Risk of Death in Non-Ventilated COVID-19 increased due to use of high dose steroids


eMediNexus    25 December 2022

An analysis of the randomized RECOVERY study revealed that, compared to standard therapy that includes low-dose corticosteroids, higher-dose corticosteroids increased the risk of death in patients with COVID-19 and hypoxia who were either getting no oxygen or just basic oxygen.


In their latest study, Landray and colleagues included 1,272 patients hospitalized with COVID and hypoxia and needed either no oxygen (1%) or simple oxygen (99%) between May 2021 and May 2022. In total, 659 patients were randomly assigned to receive dexamethasone 20 mg once daily for 5 days, followed by 10 mg once daily for 5 days, or until discharge if earlier.

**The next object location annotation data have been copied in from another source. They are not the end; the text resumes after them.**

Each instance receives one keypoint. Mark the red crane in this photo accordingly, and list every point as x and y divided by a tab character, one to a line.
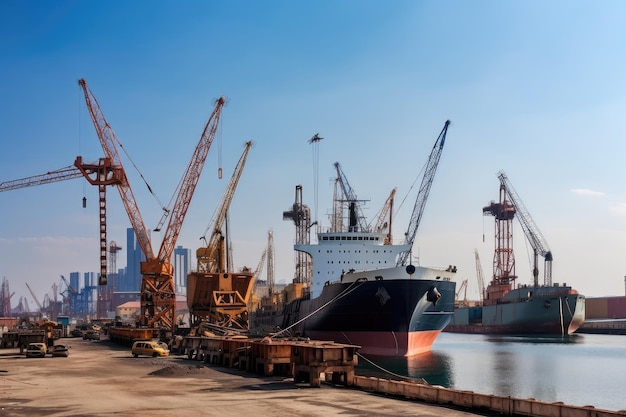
101	174
158	295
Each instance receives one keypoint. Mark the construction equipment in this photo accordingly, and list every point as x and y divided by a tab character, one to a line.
384	223
422	194
270	263
479	276
102	174
357	218
218	297
34	297
532	232
462	288
503	258
158	295
212	257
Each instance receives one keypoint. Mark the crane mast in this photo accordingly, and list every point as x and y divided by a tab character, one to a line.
62	174
424	190
384	223
356	219
479	276
532	232
211	257
270	263
158	296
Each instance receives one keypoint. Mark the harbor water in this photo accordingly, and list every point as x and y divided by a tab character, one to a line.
582	369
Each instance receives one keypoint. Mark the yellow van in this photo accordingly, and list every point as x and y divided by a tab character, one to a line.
149	348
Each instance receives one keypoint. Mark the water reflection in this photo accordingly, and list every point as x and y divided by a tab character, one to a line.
433	367
535	339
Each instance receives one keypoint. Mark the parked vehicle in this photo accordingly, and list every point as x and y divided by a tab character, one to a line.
149	348
60	350
36	350
91	335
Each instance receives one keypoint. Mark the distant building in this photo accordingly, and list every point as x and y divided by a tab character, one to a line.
131	281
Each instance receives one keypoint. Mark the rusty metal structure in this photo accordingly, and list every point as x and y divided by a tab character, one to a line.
218	297
158	295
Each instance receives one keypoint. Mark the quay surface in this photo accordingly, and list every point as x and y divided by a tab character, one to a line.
100	378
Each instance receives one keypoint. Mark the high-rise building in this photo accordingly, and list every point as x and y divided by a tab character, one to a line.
134	256
182	267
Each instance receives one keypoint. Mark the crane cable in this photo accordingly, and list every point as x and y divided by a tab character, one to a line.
419	174
141	175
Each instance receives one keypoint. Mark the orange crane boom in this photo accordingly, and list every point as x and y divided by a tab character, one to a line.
158	294
211	257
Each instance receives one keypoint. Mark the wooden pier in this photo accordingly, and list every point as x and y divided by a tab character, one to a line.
300	358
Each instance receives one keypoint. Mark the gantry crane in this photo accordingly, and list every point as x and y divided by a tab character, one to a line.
270	263
503	258
532	232
211	258
422	194
158	295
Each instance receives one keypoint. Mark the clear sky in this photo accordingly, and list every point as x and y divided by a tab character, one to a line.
534	88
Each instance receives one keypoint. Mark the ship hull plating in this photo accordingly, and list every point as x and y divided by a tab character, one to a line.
559	312
387	318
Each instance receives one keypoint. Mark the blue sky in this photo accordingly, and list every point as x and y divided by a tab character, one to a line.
532	88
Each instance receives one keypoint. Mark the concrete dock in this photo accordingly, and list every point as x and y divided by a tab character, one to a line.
100	378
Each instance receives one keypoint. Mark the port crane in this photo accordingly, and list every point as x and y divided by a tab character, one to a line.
211	258
384	222
422	194
357	218
479	276
270	263
158	295
34	297
532	232
102	174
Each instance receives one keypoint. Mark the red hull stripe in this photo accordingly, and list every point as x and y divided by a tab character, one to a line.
383	343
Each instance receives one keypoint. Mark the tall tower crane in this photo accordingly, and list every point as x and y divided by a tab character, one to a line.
158	294
356	217
212	257
532	232
424	190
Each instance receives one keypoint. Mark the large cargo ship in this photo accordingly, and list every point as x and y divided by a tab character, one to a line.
557	311
548	309
355	286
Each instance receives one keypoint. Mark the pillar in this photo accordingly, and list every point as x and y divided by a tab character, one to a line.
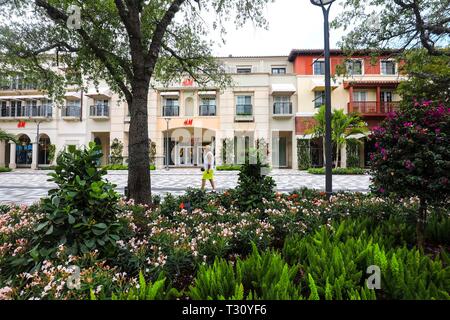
12	155
2	153
34	161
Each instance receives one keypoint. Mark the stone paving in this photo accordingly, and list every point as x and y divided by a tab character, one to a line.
28	186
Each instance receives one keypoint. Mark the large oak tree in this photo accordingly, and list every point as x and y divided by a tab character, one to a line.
126	43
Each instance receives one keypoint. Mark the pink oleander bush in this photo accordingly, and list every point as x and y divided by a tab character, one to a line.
176	244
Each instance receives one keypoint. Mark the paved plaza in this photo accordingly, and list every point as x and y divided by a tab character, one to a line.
27	186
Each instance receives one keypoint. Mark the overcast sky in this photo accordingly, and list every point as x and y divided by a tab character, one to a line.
293	24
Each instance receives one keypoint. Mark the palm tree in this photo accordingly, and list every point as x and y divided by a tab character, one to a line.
344	125
4	136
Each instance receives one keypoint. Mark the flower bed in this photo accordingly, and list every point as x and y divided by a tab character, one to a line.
185	235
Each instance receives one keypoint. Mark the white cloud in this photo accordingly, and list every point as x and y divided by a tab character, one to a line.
293	24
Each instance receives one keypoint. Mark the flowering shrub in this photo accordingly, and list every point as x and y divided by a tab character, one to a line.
174	241
412	156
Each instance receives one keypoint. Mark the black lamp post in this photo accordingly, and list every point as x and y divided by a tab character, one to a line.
326	5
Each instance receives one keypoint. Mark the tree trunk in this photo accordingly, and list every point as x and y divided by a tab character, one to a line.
421	221
139	186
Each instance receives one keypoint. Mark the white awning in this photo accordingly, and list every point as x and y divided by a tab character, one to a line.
283	88
73	95
23	97
105	94
207	93
319	84
305	136
357	136
169	93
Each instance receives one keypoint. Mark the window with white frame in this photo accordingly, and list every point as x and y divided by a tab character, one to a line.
244	105
319	67
354	67
388	67
319	99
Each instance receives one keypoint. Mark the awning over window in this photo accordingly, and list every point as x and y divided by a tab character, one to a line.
73	95
23	97
207	93
287	88
102	94
170	93
319	84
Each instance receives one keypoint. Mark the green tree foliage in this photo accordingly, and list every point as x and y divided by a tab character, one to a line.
429	77
412	156
125	43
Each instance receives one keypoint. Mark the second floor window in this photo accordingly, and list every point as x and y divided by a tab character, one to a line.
388	67
319	99
244	106
282	105
207	107
354	67
319	67
171	107
278	70
243	69
72	109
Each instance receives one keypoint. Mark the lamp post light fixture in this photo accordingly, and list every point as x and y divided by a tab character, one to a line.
326	5
167	144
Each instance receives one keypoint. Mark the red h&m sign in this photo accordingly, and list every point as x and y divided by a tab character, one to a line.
188	83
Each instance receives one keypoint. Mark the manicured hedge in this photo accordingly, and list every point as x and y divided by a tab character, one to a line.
338	171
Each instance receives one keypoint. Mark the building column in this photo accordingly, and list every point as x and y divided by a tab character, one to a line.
12	155
34	161
344	155
2	153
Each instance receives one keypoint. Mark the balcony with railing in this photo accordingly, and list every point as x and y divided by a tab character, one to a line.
244	113
282	109
207	111
99	111
21	112
171	111
71	113
373	108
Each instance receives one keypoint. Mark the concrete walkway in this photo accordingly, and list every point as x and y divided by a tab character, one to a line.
27	186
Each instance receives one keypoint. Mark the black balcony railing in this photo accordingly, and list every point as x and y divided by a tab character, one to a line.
171	111
282	108
207	110
26	111
244	110
71	111
99	110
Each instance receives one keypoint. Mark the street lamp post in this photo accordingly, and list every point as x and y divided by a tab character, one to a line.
326	5
167	144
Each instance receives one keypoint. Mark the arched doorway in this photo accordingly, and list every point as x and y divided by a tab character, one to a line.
44	148
24	151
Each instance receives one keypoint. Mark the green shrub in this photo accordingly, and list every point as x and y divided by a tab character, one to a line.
303	154
158	290
229	167
253	187
338	171
262	276
81	213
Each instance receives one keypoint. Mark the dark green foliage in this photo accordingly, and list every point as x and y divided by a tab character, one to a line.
349	171
262	276
303	154
253	187
353	160
81	213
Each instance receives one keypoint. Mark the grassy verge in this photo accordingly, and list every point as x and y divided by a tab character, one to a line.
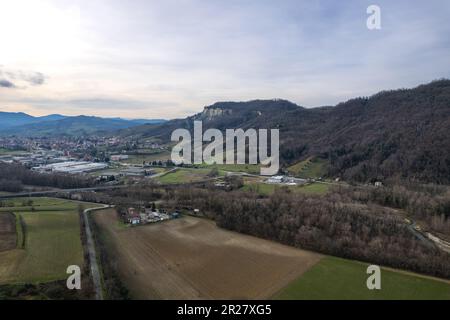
336	278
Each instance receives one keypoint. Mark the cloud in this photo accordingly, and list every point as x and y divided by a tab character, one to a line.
6	84
22	78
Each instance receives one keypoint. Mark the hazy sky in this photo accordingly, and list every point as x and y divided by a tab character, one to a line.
167	59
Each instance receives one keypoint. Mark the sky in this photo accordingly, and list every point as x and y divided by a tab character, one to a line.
169	59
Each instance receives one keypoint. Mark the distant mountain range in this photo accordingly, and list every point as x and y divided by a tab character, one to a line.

The remaining 613 patients were assigned to receive usual care, which included dexamethasone 6 mg once daily for 10 days or until discharge if earlier.

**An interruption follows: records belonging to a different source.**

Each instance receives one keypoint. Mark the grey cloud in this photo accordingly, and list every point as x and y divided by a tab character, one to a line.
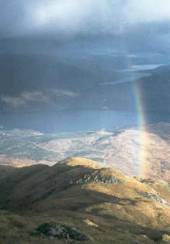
20	17
34	97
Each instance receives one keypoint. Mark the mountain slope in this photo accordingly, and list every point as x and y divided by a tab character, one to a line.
104	204
142	152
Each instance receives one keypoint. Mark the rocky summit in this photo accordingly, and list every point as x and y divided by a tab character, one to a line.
78	200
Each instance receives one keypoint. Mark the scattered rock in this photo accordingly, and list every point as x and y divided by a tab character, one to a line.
153	197
60	231
97	178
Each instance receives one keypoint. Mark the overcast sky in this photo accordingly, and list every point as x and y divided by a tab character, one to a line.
19	17
39	74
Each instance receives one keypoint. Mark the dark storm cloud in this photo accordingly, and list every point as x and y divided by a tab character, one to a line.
20	17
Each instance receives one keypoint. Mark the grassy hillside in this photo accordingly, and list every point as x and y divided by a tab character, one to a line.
102	204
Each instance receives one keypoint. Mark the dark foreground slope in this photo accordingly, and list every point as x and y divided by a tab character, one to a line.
88	203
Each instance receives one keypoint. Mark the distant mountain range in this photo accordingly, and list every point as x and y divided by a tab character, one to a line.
144	152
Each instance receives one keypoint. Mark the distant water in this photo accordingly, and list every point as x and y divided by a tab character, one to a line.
79	121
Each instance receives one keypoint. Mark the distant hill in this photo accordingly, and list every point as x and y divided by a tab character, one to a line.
102	203
143	152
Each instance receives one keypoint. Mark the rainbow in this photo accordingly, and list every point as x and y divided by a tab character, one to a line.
141	124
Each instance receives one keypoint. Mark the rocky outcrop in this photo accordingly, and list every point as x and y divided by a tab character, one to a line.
61	232
96	178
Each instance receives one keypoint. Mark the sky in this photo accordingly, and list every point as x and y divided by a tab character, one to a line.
58	57
21	17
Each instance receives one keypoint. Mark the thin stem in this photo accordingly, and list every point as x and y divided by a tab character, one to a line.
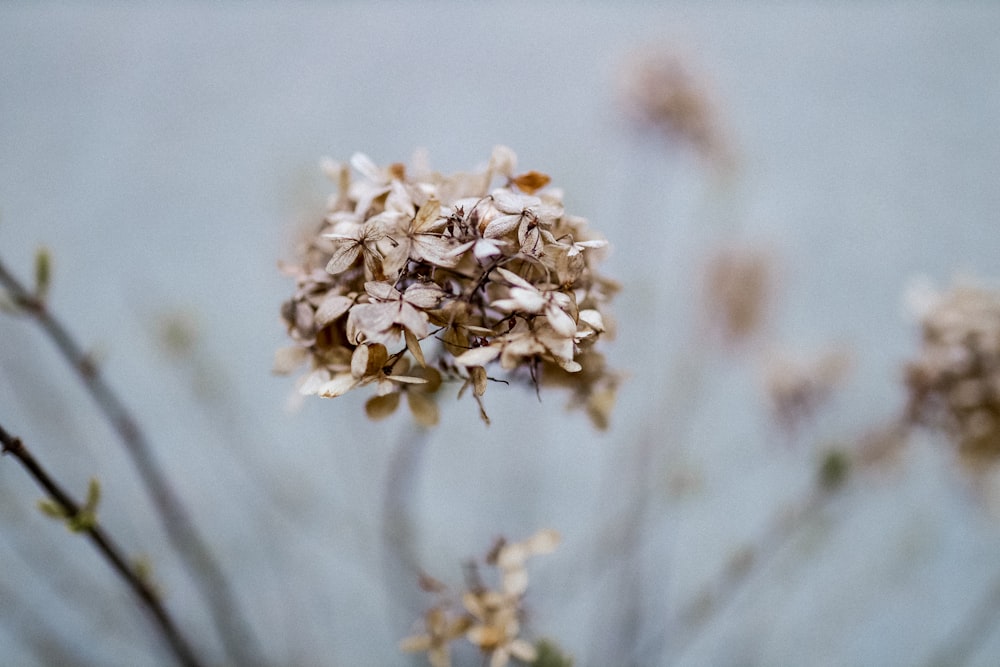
400	560
188	543
107	548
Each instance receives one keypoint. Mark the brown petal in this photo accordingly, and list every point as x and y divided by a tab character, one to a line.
531	181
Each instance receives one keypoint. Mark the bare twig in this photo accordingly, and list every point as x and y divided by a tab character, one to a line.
229	621
104	544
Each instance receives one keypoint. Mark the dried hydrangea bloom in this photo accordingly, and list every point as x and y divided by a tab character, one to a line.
416	281
738	286
489	618
798	386
660	90
954	382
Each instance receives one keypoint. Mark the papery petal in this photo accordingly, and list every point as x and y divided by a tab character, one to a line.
507	201
368	360
372	319
332	307
502	225
380	407
423	295
412	319
381	290
427	217
514	279
287	359
338	386
478	356
593	319
344	256
560	321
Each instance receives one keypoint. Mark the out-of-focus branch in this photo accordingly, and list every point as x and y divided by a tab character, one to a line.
104	544
201	564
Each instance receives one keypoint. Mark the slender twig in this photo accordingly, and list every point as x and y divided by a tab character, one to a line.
104	544
400	561
198	559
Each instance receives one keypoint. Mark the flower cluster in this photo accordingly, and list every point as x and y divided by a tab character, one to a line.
417	279
489	618
661	92
954	383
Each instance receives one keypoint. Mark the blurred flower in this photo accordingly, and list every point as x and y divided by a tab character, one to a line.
797	386
452	273
442	629
738	285
660	91
954	381
489	618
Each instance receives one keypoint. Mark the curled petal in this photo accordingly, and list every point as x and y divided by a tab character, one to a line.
478	356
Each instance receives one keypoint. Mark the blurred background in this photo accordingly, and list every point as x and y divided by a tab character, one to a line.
168	157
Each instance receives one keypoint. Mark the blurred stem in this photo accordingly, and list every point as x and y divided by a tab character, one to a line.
400	559
187	542
107	548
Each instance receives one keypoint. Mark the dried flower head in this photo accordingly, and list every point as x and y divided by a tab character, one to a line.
661	91
954	382
797	386
489	618
738	285
415	279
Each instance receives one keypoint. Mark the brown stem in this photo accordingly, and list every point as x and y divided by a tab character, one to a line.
104	544
187	542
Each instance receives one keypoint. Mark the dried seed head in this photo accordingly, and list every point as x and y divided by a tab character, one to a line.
456	273
954	381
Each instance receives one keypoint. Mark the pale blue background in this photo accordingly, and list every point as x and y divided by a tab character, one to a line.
168	157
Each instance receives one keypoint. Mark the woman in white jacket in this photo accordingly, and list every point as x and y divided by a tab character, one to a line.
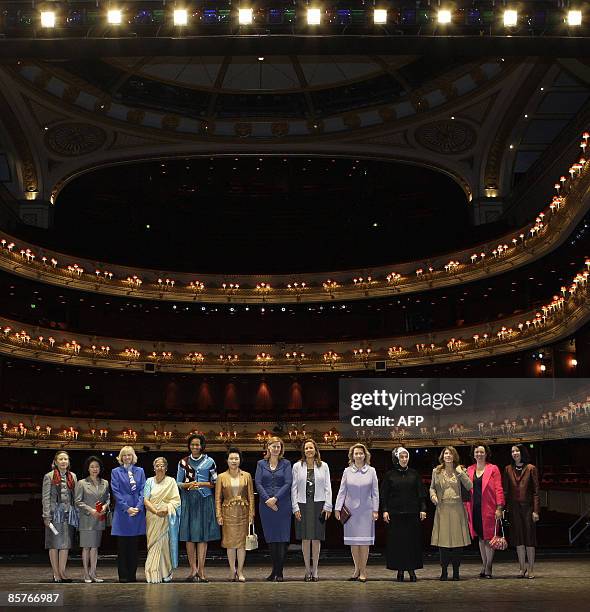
311	495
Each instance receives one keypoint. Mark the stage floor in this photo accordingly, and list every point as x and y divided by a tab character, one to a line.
559	584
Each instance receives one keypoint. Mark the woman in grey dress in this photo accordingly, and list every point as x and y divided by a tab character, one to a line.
311	496
59	513
93	500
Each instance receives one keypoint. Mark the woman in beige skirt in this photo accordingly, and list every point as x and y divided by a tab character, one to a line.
450	531
234	509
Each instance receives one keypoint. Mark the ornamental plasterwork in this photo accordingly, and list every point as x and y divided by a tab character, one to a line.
446	136
55	83
75	139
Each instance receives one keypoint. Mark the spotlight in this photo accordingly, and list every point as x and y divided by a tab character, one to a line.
574	18
180	17
314	16
245	16
114	17
444	16
510	18
380	16
47	19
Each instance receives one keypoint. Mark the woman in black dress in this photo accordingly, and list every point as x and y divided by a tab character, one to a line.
403	504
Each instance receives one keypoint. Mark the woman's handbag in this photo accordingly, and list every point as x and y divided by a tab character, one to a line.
499	542
251	538
465	494
344	515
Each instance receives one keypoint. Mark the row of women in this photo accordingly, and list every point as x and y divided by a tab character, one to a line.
193	507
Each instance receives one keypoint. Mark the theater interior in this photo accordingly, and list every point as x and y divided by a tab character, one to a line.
212	226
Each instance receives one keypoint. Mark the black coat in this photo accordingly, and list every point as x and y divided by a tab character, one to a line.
402	492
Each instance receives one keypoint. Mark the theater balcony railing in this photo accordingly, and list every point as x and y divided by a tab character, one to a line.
550	228
565	312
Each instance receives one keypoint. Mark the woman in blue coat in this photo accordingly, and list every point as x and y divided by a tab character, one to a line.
127	483
274	476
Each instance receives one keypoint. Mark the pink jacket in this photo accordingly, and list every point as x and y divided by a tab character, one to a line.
492	495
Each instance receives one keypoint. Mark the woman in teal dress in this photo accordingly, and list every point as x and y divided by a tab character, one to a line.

It was observed that 18% of those randomly allocated to higher-dose dexamethasone died within 28 days compared to 12% of those given conventional treatment. In addition, another crucial secondary outcome was that more patients in the higher-dose group required invasive mechanical breathing or died in comparison to the group receiving conventional treatment.

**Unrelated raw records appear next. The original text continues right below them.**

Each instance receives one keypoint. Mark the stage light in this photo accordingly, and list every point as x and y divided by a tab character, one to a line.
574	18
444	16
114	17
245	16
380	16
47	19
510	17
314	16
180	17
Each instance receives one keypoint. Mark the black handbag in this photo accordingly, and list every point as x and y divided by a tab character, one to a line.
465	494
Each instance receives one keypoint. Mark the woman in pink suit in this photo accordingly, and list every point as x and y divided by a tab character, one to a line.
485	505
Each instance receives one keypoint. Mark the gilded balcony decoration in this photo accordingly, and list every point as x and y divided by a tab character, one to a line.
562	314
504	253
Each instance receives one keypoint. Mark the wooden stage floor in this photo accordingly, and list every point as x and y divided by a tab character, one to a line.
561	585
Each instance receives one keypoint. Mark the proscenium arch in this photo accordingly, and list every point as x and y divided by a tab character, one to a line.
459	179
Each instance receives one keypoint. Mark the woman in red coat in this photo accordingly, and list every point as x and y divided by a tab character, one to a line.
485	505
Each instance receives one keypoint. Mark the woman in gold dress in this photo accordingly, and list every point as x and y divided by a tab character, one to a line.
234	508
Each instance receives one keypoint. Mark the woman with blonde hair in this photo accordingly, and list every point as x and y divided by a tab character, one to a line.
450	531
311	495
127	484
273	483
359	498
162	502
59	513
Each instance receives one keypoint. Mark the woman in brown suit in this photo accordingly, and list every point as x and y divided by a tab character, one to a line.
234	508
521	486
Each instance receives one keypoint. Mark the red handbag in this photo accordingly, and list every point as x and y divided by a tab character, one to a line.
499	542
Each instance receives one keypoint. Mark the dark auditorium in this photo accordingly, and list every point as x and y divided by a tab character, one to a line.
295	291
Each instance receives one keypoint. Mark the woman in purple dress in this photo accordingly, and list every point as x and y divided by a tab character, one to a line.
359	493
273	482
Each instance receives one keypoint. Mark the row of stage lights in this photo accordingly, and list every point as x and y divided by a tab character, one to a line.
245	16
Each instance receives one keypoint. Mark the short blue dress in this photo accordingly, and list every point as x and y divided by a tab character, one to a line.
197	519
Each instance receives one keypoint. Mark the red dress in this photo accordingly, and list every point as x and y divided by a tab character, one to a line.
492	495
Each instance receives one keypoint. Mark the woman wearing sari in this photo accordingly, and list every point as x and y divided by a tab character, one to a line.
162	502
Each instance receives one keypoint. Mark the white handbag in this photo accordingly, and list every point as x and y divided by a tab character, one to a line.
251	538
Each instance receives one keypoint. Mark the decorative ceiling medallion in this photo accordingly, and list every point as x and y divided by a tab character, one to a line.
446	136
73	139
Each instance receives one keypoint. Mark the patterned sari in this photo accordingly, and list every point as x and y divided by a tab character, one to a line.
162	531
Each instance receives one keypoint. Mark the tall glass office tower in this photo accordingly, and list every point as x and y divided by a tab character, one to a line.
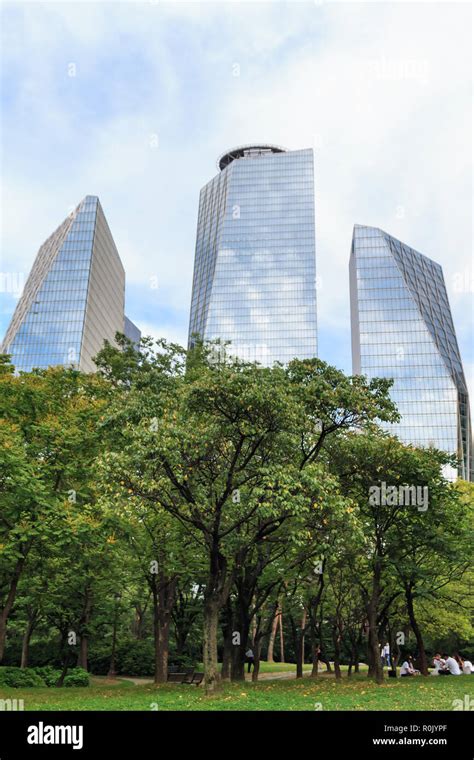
73	298
254	271
402	328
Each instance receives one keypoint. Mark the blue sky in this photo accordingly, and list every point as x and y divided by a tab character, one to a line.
381	91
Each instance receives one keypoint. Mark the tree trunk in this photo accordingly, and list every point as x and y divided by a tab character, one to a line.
337	653
211	621
25	647
282	641
112	667
300	647
5	611
375	663
84	623
256	662
416	630
271	641
164	595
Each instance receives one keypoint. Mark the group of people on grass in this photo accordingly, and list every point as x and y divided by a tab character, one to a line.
451	665
446	665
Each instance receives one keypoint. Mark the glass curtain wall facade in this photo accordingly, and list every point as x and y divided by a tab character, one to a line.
402	328
73	298
254	273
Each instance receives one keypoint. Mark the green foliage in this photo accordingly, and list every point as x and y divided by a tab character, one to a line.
20	678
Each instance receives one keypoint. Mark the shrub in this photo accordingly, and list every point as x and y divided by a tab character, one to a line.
20	677
49	674
77	677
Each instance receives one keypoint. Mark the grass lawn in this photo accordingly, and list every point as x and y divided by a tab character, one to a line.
356	693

The researchers also found that larger doses of dexamethasone were linked to higher rates of hyperglycemia necessitating higher insulin doses (22% vs. 14%, respectively) and pneumonia caused by non-COVID infections (10% vs. 6%, respectively).


The RECOVERY experiment is still underway, and the researchers are looking into the advantages of using higher doses of corticosteroids in COVID patients with more serious illnesses who need invasive mechanical ventilation.